Attached Link: http://www.groklaw.net/

EFF (Electronic Frontier Foundation) has filed suit on Sony BMG for XCP *and* MediaMax (the latter of which is on 20M CD's - Sony BMG's numbers). Also Texas Attorney General has filed suit for XCP. Details at the link provided. Per the EFF complaint, MediaMax is almost as nasty as XCP, and the uninstaller for MediaMax has same security concerns as the earlier one for XCP (see my earlier posting above).
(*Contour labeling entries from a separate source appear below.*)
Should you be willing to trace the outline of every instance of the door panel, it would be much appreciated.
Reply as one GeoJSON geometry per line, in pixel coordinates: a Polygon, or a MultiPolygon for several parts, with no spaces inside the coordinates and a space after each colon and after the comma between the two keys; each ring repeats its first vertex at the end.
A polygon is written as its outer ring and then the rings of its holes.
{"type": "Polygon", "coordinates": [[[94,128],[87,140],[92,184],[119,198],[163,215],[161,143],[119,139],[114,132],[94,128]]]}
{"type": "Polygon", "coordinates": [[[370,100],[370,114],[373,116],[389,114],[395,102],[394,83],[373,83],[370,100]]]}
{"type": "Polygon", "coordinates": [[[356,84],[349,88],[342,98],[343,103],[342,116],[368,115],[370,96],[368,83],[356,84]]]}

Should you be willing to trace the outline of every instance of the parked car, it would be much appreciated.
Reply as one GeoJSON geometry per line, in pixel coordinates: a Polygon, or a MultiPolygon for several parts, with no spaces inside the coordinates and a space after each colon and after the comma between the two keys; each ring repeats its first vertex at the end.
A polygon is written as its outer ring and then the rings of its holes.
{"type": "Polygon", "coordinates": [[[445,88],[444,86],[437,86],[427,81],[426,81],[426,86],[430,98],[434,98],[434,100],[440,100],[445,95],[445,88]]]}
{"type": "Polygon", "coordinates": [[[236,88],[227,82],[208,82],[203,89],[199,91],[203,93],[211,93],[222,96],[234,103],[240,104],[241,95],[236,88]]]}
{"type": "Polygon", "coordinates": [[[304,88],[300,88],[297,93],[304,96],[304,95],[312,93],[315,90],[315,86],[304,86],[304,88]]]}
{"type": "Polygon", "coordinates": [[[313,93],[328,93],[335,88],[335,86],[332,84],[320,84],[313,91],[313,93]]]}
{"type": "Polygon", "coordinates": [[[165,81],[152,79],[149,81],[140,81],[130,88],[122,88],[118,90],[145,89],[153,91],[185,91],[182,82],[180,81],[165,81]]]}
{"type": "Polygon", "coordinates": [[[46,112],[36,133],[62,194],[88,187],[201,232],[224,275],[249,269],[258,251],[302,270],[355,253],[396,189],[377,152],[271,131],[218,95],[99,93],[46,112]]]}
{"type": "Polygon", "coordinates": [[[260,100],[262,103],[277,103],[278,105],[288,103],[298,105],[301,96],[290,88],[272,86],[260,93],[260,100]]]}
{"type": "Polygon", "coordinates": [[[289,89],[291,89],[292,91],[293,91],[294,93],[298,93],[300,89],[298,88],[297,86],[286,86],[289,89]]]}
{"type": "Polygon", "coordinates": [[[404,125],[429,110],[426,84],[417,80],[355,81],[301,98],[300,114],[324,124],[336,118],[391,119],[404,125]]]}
Pamela Jones - at the link provided - has a great anology for today's EULAs: (from www.grolaw.com 11/22/05) Perhaps you saw the joke on IRQ about throwing a brick through a window with a EULA attached: I will write on a huge cement block "BY ACCEPTING THIS BRICK THROUGH YOUR WINDOW, YOU ACCEPT IT AS IS AND AGREE TO MY DISCLAIMER OF ALL WARRANTIES, EXPRESS OR IMPLIED, AS WELL AS DISCLAIMERS OF ALL LIABILITY, DIRECT, INDIRECT, CONSEQUENTIAL OR INCIDENTAL, THAT MAY ARISE FROM THE INSTALLATION OF THIS BRICK INTO YOUR BUILDING." Perfect!!! :-)


layingback ( ) posted Tue, 22 November 2005 at 3:41 PM

Attached Link: http://www.eweek.com/article2/0,1895,1888877,00.asp

Seems their concerns for protecting their IP does not get extended to respecting the IP of other ... See link. Do what I say, not what I do?